Wie sinnvoll ist das Filtern des Trinkwassers im Haus wirklich?

Deutschland ist für seine hervorragende Trinkwasserqualität bekannt. Hierzulande unterliegt das Trinkwasser äußerst strengen Richtlinien, so dass keinerlei Gesundheitsgefahr vom Wasser ausgeht und eine zusätzliche Aufbereitung im Haushalt nicht unbedingt nötig ist. Vereinzelt kann es jedoch sinnvoll sein, das Wasser zu filtern, um seinen Geschmack zu verbessern sowie feinste Partikel noch einmal auszufiltern – so können wirklich fast alle Spuren und Rückstände beseitigt werden.

Was wird durch einen Wasserfilter für den Hausanschluss bewirkt?

Die meisten Menschen, die sich für eine zentrale Filteranlage im Haus entscheiden, wünschen sich klares, kalkfreies Wasser ohne trübe Ablagerungen. Denn Kalk ist natürlich auch der Grund für einen schnelleren Verschleiß an Haushaltsgeräten sowie für Flecken an Duschwänden und Badarmaturen. Da die Erdalkalionen Magnesium und Calcium im Wasser, welche für die Bildung von Kalk verantwortlich sind, nicht gesundheitsschädlich sind, werden sie auch nicht von den Wasserwerken ausgefiltert.
Für den privaten Haushalt lohnt sich ein zentraler Wasserfilter für den Hausanschluss auch, um Chlor oder organische Partikel aus dem Trinkwasser zu entfernen.

Wie arbeiten Filteranlagen für das Trinkwasser?

Die am häufigsten angewandte Methode zur Wasserenthärtung ist der Ionentausch. Während der Aufbereitung des Wassers werden Magnesium und Calcium durch Natrium ersetzt. Dies bedeutet, dass der Natriumgehalt im Wasser ansteigt, was man zwar nicht schmeckt, aber durchaus zur Folge haben kann, das der maximal vorgeschriebene Grenzwert für Natrium – dieser liegt gemäß der Trinkwasserverordnung bei 200 mg pro Liter – überschritten wird. Zudem bringt eine Wasserfilteranlage, die mit Ionentausch arbeitet, eine regelmäßige Kontrolle bzw. Wartung mit sich. Je nachdem, wie sich das Wasser zusammensetzt, kann das enthaltene Tauschgranulat schneller erschöpft sein, so dass sich kaum pauschal vorhersagen lässt, wann ein Austausch Sinn macht.
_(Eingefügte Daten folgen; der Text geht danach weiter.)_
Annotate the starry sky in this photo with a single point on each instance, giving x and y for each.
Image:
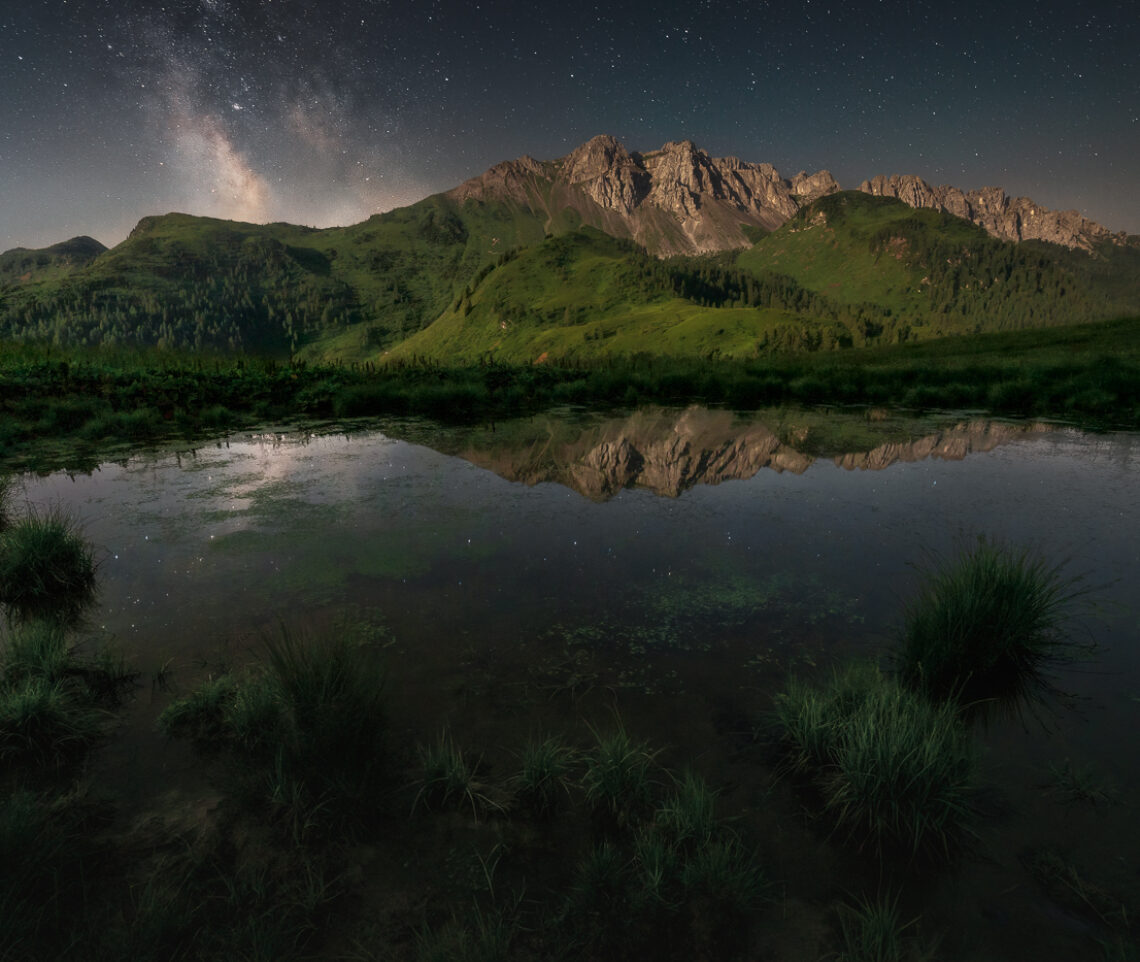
(325, 112)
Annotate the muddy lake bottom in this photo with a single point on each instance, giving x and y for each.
(665, 572)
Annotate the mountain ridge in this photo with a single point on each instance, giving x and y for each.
(678, 200)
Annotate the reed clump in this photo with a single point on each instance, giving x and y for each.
(307, 728)
(987, 628)
(47, 569)
(892, 768)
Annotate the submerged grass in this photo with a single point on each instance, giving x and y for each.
(449, 780)
(544, 780)
(306, 731)
(894, 769)
(618, 779)
(873, 930)
(986, 629)
(47, 569)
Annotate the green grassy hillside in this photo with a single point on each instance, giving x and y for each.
(23, 266)
(458, 283)
(939, 274)
(182, 282)
(588, 295)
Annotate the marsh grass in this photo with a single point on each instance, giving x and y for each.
(986, 629)
(544, 780)
(1079, 784)
(618, 779)
(47, 570)
(304, 732)
(1074, 889)
(7, 486)
(449, 781)
(873, 930)
(686, 818)
(43, 723)
(894, 769)
(479, 935)
(202, 715)
(55, 704)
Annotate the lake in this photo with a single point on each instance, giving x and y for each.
(674, 565)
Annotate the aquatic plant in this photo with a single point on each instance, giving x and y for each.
(544, 779)
(306, 731)
(1073, 784)
(893, 768)
(6, 489)
(37, 649)
(617, 777)
(43, 722)
(986, 628)
(475, 936)
(873, 930)
(47, 570)
(332, 691)
(687, 816)
(448, 780)
(202, 715)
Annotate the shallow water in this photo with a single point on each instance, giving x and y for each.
(678, 562)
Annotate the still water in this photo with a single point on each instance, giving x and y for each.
(689, 559)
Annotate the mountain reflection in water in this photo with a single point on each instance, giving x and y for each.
(669, 451)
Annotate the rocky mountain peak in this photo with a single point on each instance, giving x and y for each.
(678, 200)
(1008, 219)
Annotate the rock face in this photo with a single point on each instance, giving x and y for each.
(674, 201)
(681, 201)
(1008, 219)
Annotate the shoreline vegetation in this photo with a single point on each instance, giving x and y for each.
(330, 829)
(102, 399)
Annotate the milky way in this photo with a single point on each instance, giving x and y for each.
(325, 113)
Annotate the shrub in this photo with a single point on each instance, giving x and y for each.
(986, 628)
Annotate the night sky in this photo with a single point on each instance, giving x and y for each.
(326, 111)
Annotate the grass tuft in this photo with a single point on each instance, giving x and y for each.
(894, 769)
(449, 781)
(873, 930)
(544, 780)
(986, 628)
(47, 570)
(618, 779)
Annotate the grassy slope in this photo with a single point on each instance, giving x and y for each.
(197, 282)
(415, 283)
(941, 274)
(828, 250)
(583, 295)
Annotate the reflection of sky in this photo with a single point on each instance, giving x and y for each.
(208, 548)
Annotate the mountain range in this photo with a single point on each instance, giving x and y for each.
(597, 252)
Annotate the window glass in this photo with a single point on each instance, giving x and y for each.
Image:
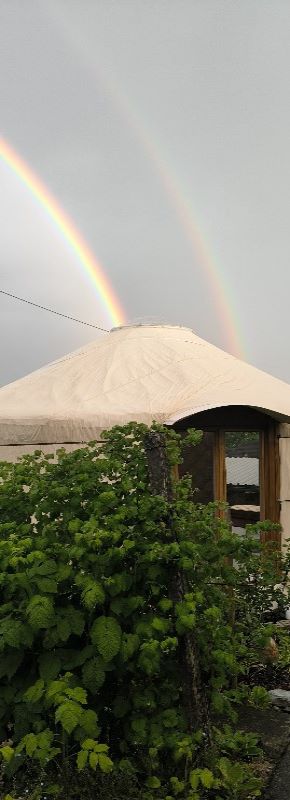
(242, 453)
(198, 462)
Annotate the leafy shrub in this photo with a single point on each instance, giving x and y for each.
(92, 623)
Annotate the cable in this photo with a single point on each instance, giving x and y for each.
(51, 311)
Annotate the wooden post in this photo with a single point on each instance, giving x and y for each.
(195, 696)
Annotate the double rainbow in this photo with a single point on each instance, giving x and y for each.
(69, 232)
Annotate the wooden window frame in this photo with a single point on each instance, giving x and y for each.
(238, 418)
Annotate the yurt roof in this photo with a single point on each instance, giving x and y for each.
(142, 373)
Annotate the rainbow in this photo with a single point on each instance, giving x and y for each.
(68, 231)
(178, 196)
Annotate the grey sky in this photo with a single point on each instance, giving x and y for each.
(133, 113)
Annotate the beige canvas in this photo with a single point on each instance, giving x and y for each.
(141, 373)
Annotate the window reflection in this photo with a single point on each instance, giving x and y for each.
(242, 456)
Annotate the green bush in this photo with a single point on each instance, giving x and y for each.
(93, 666)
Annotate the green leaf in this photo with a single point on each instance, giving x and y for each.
(9, 663)
(63, 629)
(153, 782)
(78, 693)
(47, 585)
(7, 753)
(105, 763)
(106, 634)
(82, 759)
(89, 723)
(89, 744)
(93, 674)
(93, 594)
(30, 743)
(35, 692)
(93, 760)
(129, 645)
(40, 612)
(49, 666)
(69, 715)
(207, 778)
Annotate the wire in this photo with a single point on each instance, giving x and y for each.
(51, 311)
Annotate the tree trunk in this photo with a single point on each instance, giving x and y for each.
(161, 483)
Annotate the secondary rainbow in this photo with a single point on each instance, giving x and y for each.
(67, 229)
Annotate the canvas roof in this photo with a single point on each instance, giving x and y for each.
(142, 373)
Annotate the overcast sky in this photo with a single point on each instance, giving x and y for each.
(162, 127)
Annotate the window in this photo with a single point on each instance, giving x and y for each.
(242, 466)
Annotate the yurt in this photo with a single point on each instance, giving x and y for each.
(168, 374)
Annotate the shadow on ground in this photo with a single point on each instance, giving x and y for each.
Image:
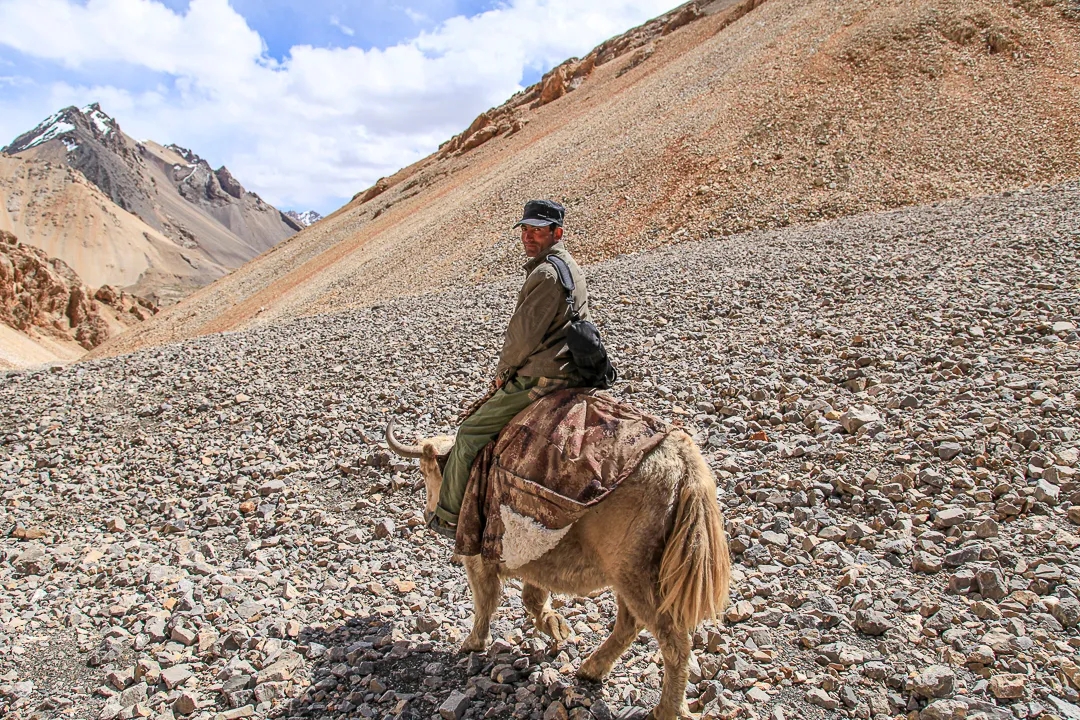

Damit Rohre im Haus nicht verkalken, gibt es auf der anderen Seite noch die Möglichkeit, bestimmte Stoffe in das Wasser einzuschleusen, welche verhindern, dass Calciumcarbonat entsteht. Auch die Elektrolyse, die Nanofiltration oder auch die Biomineralisierung sind Vorgehensweisen für eine effiziente Filterung.

Welche Vorteile ergeben sich durch einen Wasserfilter für den Hausanschluss?

Welche Vorteile ein zentraler Hauswasserfilter für das Trinkwasser in einem Ein- oder Mehrfamilienhaus mit sich bringt, hängt vom jeweiligen System ab. Wer in vielen Wohnräumen mit stark kalkhaltigem Wasser zu kämpfen hat, sollte sich durchaus einen Wasserfilter zur Klärung kaufen. Auch wenn einem besonders reines Wasser beim Kochen, Waschen oder Duschen sehr wichtig ist, lohnt sich die Investition eigentlich immer. Zu guter Letzt schützt ein guter Wasserfilter die Rohre und Leitungen vor einem vorzeitigen Verschleiß und kann somit langfristig auch Kosten einsparen. Vor dem Kauf ist es allerdings sinnvoll, sich von einem Experten beraten zu lassen, um das richtige Produkt zu erwerben.